Summer is almost universally something that people look forward to. For those with pollen allergies, however, summer usually means the start of the hay fever season. Allergies occur when the body reacts to a compound as if it were harmful, initiating an unnecessary immune response. Pollen is just one allergy of many, but allergic reactions all work in a similar way; they involve the release of a huge amount of histamine. Histamine is a compound responsible for many symptoms of an allergic reaction. They attract white blood cells to the area of perceived ‘infection’, and cause inflammation by triggering capillaries to widen and fluid to leak into surround tissue, leading to swelling, tenderness, and redness. Treating allergic symptoms, therefore, becomes a case of simply blocking the activity of histamine. Antihistamines counteract the downstream effects of histamine by blocking H (histamine) receptors, so that any histamine released cannot reach its target area, reducing the severity of allergic symptoms. Antihistamines are not a cure to allergies, but they are useful in treating them. It is worth noting, however, that the development and use of antihistamines is changing. First generation antihistamines have a prominent seda-
tive effect, and for this reasons they are now are far less favoured as a means of treating allergies. Recently, they have been superseded by a newer, second generation of antihistamines which are designed to be as effective as before, but less sedating.
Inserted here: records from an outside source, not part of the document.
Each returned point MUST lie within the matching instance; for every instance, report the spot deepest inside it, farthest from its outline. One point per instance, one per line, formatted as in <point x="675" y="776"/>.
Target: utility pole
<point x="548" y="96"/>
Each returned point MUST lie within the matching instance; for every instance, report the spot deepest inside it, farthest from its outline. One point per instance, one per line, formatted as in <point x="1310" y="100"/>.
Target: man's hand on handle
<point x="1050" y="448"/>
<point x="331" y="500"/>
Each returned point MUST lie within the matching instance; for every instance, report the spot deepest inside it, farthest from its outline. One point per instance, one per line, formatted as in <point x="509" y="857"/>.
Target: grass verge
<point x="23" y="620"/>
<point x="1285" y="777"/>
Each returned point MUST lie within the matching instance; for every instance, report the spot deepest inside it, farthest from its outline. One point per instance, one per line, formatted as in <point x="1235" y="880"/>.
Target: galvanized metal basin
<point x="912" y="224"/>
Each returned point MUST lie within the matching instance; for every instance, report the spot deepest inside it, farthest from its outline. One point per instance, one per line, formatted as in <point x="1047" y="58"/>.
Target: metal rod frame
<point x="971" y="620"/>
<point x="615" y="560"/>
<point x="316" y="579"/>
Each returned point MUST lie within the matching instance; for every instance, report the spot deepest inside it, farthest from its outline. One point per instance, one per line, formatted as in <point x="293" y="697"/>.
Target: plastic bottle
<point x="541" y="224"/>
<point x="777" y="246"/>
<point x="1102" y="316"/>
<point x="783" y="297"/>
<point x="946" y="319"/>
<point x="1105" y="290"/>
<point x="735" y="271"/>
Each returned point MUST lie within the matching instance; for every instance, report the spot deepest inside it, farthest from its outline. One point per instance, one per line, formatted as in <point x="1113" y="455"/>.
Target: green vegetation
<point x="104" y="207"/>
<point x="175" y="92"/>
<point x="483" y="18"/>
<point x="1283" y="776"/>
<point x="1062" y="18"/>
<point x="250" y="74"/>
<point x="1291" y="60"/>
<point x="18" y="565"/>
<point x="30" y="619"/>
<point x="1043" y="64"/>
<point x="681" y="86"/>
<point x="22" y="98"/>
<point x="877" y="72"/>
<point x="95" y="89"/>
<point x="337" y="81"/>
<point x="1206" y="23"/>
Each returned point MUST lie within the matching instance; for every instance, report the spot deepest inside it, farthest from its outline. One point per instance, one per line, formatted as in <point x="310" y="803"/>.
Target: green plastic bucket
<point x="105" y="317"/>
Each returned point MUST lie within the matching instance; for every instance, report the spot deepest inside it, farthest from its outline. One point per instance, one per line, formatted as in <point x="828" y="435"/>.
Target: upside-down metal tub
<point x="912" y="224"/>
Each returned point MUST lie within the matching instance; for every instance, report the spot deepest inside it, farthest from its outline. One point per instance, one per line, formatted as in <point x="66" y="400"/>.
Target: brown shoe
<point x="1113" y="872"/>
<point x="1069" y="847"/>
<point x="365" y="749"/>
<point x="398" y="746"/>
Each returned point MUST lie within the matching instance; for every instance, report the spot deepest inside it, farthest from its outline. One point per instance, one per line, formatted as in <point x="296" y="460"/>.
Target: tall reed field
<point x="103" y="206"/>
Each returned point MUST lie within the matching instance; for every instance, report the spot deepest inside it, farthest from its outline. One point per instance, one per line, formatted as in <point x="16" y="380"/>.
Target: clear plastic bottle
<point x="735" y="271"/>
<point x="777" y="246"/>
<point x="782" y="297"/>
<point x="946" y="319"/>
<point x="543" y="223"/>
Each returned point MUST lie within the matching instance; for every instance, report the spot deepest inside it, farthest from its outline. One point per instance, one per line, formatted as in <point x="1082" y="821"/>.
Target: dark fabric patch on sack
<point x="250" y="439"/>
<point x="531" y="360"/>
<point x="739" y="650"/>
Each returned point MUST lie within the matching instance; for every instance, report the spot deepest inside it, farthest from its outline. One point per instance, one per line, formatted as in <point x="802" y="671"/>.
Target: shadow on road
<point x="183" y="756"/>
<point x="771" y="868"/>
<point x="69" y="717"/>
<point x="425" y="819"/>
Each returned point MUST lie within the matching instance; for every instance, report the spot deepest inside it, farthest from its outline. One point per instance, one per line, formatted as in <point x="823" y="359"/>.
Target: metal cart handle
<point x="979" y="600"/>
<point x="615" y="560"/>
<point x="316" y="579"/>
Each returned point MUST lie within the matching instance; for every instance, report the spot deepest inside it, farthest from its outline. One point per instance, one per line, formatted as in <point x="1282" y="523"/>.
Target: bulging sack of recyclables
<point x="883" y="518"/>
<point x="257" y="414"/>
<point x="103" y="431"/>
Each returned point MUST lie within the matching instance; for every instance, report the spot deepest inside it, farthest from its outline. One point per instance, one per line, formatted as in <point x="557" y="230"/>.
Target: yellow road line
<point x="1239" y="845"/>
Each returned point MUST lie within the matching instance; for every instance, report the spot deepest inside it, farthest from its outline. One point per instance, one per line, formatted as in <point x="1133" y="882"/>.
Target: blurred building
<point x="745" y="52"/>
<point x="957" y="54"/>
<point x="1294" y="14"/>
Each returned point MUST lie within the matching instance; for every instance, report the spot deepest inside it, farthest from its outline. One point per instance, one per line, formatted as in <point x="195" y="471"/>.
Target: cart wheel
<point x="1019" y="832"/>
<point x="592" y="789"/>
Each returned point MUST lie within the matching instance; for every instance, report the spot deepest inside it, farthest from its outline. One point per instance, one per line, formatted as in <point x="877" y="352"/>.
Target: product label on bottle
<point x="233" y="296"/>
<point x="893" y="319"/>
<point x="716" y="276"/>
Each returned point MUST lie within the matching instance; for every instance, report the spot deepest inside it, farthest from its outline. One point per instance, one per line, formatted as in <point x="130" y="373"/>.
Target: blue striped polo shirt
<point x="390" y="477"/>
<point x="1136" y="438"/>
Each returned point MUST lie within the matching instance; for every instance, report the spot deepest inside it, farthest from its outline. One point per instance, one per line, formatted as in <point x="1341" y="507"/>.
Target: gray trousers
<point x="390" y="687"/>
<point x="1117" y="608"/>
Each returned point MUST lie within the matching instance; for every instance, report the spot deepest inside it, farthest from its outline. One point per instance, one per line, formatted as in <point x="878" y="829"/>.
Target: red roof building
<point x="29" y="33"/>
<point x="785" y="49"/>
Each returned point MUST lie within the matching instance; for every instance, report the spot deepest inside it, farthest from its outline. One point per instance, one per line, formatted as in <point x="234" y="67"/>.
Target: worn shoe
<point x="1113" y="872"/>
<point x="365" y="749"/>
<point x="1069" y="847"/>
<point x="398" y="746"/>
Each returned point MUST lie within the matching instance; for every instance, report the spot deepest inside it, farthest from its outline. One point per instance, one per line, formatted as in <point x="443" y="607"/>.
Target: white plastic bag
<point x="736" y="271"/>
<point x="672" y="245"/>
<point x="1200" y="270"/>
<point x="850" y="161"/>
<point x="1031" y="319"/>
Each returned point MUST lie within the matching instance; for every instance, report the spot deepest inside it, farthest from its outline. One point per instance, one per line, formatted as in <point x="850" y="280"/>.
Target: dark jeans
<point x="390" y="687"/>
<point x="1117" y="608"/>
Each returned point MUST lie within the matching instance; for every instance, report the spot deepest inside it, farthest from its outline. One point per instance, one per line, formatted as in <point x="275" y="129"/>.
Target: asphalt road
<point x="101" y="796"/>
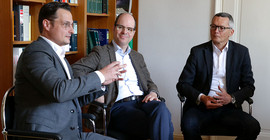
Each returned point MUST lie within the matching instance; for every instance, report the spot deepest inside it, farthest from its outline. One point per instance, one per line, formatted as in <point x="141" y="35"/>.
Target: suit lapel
<point x="208" y="53"/>
<point x="229" y="63"/>
<point x="69" y="68"/>
<point x="112" y="56"/>
<point x="56" y="56"/>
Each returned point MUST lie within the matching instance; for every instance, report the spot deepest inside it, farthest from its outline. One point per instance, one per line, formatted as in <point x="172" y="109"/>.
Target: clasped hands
<point x="214" y="102"/>
<point x="112" y="72"/>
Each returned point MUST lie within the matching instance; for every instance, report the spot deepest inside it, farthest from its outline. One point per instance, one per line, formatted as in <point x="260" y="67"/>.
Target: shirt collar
<point x="119" y="50"/>
<point x="60" y="50"/>
<point x="218" y="51"/>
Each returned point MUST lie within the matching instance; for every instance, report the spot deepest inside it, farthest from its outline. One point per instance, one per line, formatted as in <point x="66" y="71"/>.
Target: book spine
<point x="73" y="38"/>
<point x="21" y="22"/>
<point x="25" y="23"/>
<point x="105" y="6"/>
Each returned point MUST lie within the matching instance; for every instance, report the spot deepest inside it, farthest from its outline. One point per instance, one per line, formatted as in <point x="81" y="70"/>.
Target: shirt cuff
<point x="199" y="99"/>
<point x="101" y="76"/>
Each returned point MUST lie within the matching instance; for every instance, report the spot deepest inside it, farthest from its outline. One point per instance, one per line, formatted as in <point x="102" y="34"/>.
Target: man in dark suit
<point x="216" y="80"/>
<point x="47" y="96"/>
<point x="133" y="103"/>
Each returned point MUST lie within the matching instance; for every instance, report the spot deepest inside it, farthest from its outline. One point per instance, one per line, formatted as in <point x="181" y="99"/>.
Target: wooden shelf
<point x="100" y="15"/>
<point x="21" y="42"/>
<point x="73" y="4"/>
<point x="71" y="52"/>
<point x="36" y="1"/>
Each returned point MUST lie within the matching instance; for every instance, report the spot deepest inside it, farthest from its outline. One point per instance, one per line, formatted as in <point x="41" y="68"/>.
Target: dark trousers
<point x="142" y="120"/>
<point x="198" y="120"/>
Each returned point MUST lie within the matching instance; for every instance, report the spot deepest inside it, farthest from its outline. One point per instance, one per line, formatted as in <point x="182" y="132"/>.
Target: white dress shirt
<point x="219" y="71"/>
<point x="129" y="86"/>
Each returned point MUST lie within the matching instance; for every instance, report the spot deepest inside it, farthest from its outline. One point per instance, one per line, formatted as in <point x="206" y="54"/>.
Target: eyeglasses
<point x="121" y="28"/>
<point x="67" y="25"/>
<point x="220" y="28"/>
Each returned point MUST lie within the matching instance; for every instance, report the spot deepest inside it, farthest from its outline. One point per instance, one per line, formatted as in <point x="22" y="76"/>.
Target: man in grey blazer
<point x="216" y="80"/>
<point x="134" y="106"/>
<point x="47" y="96"/>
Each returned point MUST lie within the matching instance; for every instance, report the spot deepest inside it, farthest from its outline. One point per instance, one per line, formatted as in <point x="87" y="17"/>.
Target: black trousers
<point x="142" y="120"/>
<point x="197" y="120"/>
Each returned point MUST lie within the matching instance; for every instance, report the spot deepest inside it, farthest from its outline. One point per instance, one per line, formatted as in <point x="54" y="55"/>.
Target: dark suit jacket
<point x="101" y="56"/>
<point x="45" y="99"/>
<point x="196" y="76"/>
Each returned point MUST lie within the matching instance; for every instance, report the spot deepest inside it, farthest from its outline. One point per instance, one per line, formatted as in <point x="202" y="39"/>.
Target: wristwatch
<point x="233" y="99"/>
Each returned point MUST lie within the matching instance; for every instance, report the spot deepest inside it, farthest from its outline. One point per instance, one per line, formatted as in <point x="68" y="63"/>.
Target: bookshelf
<point x="79" y="12"/>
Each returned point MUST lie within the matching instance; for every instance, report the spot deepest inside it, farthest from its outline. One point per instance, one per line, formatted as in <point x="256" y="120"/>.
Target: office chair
<point x="218" y="131"/>
<point x="100" y="109"/>
<point x="7" y="117"/>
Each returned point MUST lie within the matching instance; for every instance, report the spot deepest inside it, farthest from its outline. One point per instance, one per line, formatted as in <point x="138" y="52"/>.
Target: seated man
<point x="133" y="103"/>
<point x="216" y="80"/>
<point x="47" y="96"/>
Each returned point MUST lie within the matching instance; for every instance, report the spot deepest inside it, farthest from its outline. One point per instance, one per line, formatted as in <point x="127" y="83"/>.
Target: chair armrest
<point x="249" y="100"/>
<point x="103" y="105"/>
<point x="33" y="134"/>
<point x="89" y="116"/>
<point x="181" y="98"/>
<point x="162" y="99"/>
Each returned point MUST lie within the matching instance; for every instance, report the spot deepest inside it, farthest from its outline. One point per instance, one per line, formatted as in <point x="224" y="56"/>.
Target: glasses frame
<point x="220" y="28"/>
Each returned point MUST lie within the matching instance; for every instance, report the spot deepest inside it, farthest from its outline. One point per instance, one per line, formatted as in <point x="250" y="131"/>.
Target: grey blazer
<point x="45" y="99"/>
<point x="104" y="55"/>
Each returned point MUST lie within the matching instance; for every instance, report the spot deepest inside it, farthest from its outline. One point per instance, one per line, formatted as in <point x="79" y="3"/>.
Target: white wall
<point x="167" y="29"/>
<point x="255" y="28"/>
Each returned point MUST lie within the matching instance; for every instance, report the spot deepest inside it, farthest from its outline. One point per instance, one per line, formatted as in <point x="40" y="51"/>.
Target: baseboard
<point x="181" y="137"/>
<point x="264" y="135"/>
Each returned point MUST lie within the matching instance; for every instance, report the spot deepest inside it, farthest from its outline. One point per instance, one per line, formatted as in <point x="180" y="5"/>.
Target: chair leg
<point x="104" y="122"/>
<point x="94" y="125"/>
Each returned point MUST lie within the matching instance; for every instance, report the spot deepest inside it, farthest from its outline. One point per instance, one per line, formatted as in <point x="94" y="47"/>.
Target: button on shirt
<point x="129" y="85"/>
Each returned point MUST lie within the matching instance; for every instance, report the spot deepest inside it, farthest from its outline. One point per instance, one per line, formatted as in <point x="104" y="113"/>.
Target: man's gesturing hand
<point x="112" y="71"/>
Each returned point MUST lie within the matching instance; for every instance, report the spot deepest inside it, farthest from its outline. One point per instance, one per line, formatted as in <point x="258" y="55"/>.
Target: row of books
<point x="96" y="37"/>
<point x="22" y="23"/>
<point x="74" y="38"/>
<point x="97" y="6"/>
<point x="17" y="51"/>
<point x="68" y="1"/>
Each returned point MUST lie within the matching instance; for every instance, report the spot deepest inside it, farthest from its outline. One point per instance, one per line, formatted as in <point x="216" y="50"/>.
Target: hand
<point x="150" y="97"/>
<point x="101" y="99"/>
<point x="223" y="97"/>
<point x="112" y="71"/>
<point x="210" y="102"/>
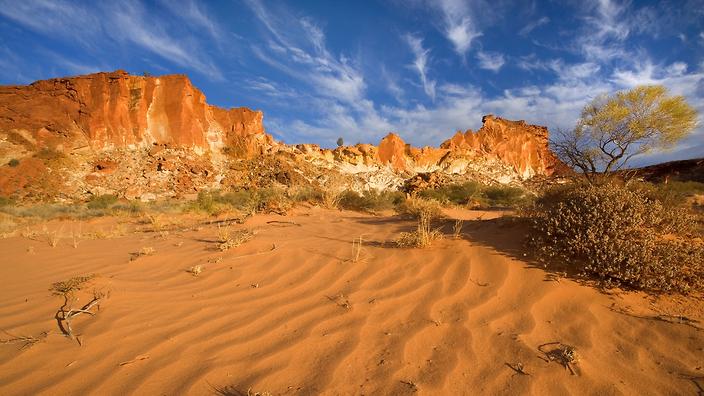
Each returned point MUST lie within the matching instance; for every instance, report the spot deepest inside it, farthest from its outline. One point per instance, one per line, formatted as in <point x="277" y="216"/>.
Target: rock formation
<point x="143" y="136"/>
<point x="112" y="110"/>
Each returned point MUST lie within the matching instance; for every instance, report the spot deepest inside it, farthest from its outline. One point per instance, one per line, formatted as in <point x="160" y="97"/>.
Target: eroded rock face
<point x="114" y="110"/>
<point x="137" y="136"/>
<point x="520" y="145"/>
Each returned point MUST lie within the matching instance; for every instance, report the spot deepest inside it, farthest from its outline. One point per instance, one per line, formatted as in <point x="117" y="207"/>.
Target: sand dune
<point x="306" y="318"/>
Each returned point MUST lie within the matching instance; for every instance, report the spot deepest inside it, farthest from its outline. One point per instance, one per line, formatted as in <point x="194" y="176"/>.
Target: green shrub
<point x="504" y="196"/>
<point x="459" y="194"/>
<point x="101" y="201"/>
<point x="370" y="201"/>
<point x="672" y="193"/>
<point x="419" y="207"/>
<point x="472" y="193"/>
<point x="619" y="235"/>
<point x="267" y="200"/>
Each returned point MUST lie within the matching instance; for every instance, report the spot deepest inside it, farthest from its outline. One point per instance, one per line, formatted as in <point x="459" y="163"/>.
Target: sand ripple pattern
<point x="306" y="319"/>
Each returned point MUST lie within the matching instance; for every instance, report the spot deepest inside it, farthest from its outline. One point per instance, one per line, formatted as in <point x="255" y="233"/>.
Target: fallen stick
<point x="137" y="359"/>
<point x="63" y="317"/>
<point x="273" y="247"/>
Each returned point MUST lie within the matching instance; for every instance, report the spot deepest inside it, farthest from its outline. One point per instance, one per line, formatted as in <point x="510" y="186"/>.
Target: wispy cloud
<point x="490" y="60"/>
<point x="420" y="63"/>
<point x="533" y="25"/>
<point x="303" y="42"/>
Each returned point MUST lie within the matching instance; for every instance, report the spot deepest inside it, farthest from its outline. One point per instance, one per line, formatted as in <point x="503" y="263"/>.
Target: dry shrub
<point x="195" y="270"/>
<point x="370" y="201"/>
<point x="228" y="240"/>
<point x="620" y="235"/>
<point x="423" y="236"/>
<point x="419" y="207"/>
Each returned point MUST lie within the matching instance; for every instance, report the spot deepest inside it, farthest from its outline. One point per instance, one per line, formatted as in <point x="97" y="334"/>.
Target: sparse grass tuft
<point x="423" y="236"/>
<point x="101" y="201"/>
<point x="370" y="201"/>
<point x="195" y="270"/>
<point x="477" y="195"/>
<point x="419" y="207"/>
<point x="228" y="240"/>
<point x="457" y="229"/>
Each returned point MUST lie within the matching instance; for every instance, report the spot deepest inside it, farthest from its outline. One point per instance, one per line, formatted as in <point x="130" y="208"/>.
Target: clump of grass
<point x="477" y="195"/>
<point x="423" y="236"/>
<point x="370" y="201"/>
<point x="418" y="207"/>
<point x="228" y="240"/>
<point x="71" y="285"/>
<point x="356" y="249"/>
<point x="195" y="270"/>
<point x="53" y="237"/>
<point x="458" y="194"/>
<point x="76" y="237"/>
<point x="265" y="200"/>
<point x="101" y="201"/>
<point x="457" y="229"/>
<point x="144" y="251"/>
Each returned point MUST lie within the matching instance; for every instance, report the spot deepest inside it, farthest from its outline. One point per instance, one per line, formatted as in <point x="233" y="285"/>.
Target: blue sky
<point x="360" y="69"/>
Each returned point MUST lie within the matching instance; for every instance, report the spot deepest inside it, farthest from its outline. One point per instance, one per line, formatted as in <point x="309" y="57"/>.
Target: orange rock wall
<point x="520" y="145"/>
<point x="116" y="109"/>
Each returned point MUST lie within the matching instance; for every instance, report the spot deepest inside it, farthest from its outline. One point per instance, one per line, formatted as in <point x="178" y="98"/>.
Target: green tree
<point x="613" y="129"/>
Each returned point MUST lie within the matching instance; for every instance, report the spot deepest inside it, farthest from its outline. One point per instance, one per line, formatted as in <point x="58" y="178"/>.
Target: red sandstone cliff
<point x="107" y="110"/>
<point x="83" y="119"/>
<point x="521" y="145"/>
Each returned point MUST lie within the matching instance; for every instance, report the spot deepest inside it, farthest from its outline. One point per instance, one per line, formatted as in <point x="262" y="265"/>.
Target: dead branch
<point x="27" y="341"/>
<point x="563" y="354"/>
<point x="65" y="314"/>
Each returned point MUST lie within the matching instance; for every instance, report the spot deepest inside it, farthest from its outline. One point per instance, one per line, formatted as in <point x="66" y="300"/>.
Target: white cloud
<point x="420" y="63"/>
<point x="458" y="24"/>
<point x="490" y="60"/>
<point x="533" y="25"/>
<point x="303" y="42"/>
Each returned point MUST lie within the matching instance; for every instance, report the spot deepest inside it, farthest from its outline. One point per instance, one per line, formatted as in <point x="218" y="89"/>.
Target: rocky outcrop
<point x="522" y="146"/>
<point x="114" y="110"/>
<point x="142" y="137"/>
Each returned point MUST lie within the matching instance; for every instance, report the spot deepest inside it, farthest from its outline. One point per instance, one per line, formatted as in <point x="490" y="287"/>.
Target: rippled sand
<point x="307" y="318"/>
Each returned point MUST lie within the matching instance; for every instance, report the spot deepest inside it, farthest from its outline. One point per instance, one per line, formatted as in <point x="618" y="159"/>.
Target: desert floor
<point x="297" y="310"/>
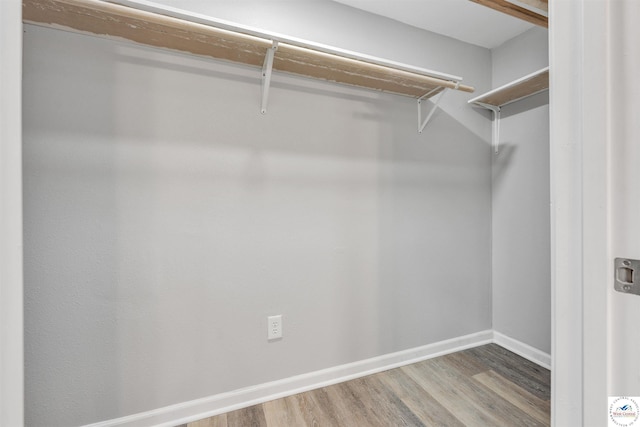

Whether or not caffeine qualifies as a ‘medicine cabinet essential’ may depend on who you ask, but considering that 90% of adults worldwide consume caffeine in some form, it is worth discussing here. First, consider a molecule called adenosine. It is one of the fundamental building blocks of DNA and RNA— essential for all life that we know of—and regulates a huge array of physiological processes. Adenosine helps in cellular energy transfer by forming molecules like adenosine triphosphate (ATP) and adenosine diphosphate (ADP). It also plays a role in various reaction pathways in the brain by forming signalling molecules like cyclic adenosine monophosphate (cAMP). It is adenosine’s role in promoting sleep, however, that is most affected by caffeine. In the brain, adenosine is an inhibitory neurotransmitter which suppresses nerve cell activity and causes drowsiness. Levels of adenosine gradually rise when we are awake such that we feel sleepy toward the end of the day before it is broken down over night and the cycle repeats. Caffeine is similar in chemical structure to adenosine and is therefore able to occupy the same receptors in the synapse that adenosine can. However, while adenosine activates these receptors (making it an agonist), caffeine does not (making it an antagonist). Thus, when caffeine is blocking these receptors, adenosine is temporarily unable to bind to and activate them, leading to feelings of alertness.
Annabel (O)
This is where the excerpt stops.